According to sources, the company has identified nine key management personnel, to be named in the draft red herring prospectus, which will be filed shortly. They are president & CEO Madhur Deora, chief finance officer Vikas Garg, head (offline payments) Renu Satti, head (lending) Bhavesh Gupta, head (online payments) Praveen Sharma, Paytm Labs CEO Harinderpal Singh Takhar, Paytm First Games COO Sudhanshu Gupta, CTO (payments) Manmeet Dhody, and president (compliances & operations) Deepankar Sanwalka.
Besides these, key officials of the group are Paytm Money CEO Varun Sridhar, Paytm Payments Bank MD & CEO Satish Gupta, and Paytm General Insurance head Vineet Arora.
The extraordinary general meeting also resulted in the ‘Articles of Association’ of the company being amended to be compliant with guidelines for listing.

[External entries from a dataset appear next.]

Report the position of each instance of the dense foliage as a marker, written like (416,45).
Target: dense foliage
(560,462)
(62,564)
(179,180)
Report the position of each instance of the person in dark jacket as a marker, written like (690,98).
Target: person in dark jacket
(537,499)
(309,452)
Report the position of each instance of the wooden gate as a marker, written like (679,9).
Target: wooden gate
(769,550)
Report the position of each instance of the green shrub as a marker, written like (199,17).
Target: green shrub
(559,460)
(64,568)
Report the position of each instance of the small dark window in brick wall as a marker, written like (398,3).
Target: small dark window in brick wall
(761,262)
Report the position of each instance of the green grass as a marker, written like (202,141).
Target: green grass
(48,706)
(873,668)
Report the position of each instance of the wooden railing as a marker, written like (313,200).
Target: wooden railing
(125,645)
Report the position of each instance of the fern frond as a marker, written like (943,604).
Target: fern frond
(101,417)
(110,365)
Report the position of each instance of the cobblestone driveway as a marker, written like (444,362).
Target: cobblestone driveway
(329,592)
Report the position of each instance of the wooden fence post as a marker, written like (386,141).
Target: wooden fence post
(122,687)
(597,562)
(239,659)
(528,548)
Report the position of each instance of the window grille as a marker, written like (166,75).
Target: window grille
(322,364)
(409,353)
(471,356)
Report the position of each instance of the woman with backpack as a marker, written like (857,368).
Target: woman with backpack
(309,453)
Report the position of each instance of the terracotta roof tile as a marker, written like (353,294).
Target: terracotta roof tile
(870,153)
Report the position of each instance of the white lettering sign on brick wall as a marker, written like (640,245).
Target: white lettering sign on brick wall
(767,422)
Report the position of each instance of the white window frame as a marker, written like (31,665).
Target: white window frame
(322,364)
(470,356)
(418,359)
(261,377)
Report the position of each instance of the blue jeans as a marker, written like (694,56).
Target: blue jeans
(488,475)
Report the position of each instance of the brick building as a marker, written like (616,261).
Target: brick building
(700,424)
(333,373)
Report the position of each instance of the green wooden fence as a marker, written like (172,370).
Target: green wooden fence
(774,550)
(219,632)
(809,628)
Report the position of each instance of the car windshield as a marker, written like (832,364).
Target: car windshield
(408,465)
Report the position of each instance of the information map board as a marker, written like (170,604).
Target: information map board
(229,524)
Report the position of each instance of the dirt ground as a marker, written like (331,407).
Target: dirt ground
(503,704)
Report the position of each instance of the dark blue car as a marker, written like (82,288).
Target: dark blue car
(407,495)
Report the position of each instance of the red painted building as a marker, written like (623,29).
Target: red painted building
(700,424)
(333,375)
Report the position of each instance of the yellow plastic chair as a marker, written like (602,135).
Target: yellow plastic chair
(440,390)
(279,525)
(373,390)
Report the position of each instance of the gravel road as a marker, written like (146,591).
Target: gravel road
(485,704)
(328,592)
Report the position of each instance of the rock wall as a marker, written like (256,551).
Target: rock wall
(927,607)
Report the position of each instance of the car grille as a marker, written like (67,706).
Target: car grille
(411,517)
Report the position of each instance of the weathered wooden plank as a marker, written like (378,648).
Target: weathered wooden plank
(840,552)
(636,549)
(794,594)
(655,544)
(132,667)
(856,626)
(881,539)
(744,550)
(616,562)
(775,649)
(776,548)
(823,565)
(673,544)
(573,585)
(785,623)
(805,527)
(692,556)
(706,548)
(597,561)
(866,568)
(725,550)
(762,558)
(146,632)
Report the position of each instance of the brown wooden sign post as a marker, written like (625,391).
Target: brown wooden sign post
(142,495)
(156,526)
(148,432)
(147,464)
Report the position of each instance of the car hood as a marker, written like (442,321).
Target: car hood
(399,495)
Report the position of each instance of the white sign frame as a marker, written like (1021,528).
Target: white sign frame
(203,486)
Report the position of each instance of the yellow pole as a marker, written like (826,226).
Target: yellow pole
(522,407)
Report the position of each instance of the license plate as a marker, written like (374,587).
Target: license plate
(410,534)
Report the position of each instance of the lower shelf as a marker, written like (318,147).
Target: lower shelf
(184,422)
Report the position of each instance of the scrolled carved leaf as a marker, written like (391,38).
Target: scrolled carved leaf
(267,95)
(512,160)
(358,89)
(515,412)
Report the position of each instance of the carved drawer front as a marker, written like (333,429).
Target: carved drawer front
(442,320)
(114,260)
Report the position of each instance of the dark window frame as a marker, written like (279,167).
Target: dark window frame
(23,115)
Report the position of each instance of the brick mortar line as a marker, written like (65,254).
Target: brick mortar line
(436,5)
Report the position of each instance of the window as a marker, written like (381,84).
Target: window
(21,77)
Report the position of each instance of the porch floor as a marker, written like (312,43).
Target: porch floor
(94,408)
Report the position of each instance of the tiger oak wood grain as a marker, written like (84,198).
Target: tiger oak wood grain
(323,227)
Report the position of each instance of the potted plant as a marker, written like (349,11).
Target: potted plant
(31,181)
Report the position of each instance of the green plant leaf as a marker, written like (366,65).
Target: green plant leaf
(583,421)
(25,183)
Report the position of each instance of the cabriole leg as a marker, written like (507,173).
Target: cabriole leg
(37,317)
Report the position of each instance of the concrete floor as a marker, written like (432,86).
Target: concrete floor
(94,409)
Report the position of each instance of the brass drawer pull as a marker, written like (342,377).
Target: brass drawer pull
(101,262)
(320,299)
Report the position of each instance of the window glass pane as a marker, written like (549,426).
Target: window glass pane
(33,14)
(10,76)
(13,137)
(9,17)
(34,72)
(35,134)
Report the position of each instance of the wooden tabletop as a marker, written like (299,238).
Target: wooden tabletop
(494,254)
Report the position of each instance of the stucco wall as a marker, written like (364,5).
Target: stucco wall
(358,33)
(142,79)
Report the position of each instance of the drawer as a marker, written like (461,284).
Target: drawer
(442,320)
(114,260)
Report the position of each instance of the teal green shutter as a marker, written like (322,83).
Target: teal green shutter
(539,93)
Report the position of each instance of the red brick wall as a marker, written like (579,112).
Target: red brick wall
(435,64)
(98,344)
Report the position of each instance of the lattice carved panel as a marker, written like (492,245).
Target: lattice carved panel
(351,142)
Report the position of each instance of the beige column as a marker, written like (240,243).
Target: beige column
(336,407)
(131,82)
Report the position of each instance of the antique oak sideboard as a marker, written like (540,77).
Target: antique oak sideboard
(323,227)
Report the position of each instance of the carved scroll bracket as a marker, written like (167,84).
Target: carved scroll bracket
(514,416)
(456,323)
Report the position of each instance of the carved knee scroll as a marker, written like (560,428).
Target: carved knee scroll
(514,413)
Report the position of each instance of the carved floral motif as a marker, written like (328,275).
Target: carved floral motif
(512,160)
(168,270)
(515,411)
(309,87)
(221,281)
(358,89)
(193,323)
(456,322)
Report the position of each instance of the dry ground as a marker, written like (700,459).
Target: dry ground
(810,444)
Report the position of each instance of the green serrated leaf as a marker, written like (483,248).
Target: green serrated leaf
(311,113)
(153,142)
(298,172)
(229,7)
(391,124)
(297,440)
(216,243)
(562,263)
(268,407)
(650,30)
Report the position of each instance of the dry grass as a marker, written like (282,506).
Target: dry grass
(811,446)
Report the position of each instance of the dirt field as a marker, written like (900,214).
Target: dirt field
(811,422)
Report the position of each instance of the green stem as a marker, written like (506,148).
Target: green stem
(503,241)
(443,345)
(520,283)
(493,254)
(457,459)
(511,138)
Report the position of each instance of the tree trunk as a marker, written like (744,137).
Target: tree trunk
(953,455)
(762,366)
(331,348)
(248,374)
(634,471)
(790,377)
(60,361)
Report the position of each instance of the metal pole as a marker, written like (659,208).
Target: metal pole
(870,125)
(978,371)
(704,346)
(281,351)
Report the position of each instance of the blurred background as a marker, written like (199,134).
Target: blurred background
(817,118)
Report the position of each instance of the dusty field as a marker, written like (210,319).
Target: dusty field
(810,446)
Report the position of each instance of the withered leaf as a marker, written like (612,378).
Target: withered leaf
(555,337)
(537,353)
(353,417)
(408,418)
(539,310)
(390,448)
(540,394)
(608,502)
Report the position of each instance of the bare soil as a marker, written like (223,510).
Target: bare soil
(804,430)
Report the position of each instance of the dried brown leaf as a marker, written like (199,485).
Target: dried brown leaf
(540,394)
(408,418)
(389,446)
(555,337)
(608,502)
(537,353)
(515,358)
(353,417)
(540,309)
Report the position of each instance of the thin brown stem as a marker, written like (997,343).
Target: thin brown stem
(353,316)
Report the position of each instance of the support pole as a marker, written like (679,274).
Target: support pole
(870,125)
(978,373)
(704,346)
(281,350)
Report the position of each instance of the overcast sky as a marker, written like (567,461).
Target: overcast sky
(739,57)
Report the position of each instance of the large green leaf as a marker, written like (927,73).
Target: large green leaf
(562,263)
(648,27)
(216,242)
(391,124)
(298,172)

The employee stock option plan (ESOP) has also been revised to ensure compliance with listing requirements.
Ahead of the IPO, the company has seen some changes on its board with Chinese nationals stepping down. The board also recently appointed former WhatsApp business head Neeraj Arora as a director.
Last week, the company allotted 5.1 lakh equity shares to 80 employees at a nominal price of Re 1 and a premium of Rs 8 per security. The employees had sought to exercise their options under the ESOP. Employees already holding shares were allowed to offer their securities as part of the public offer.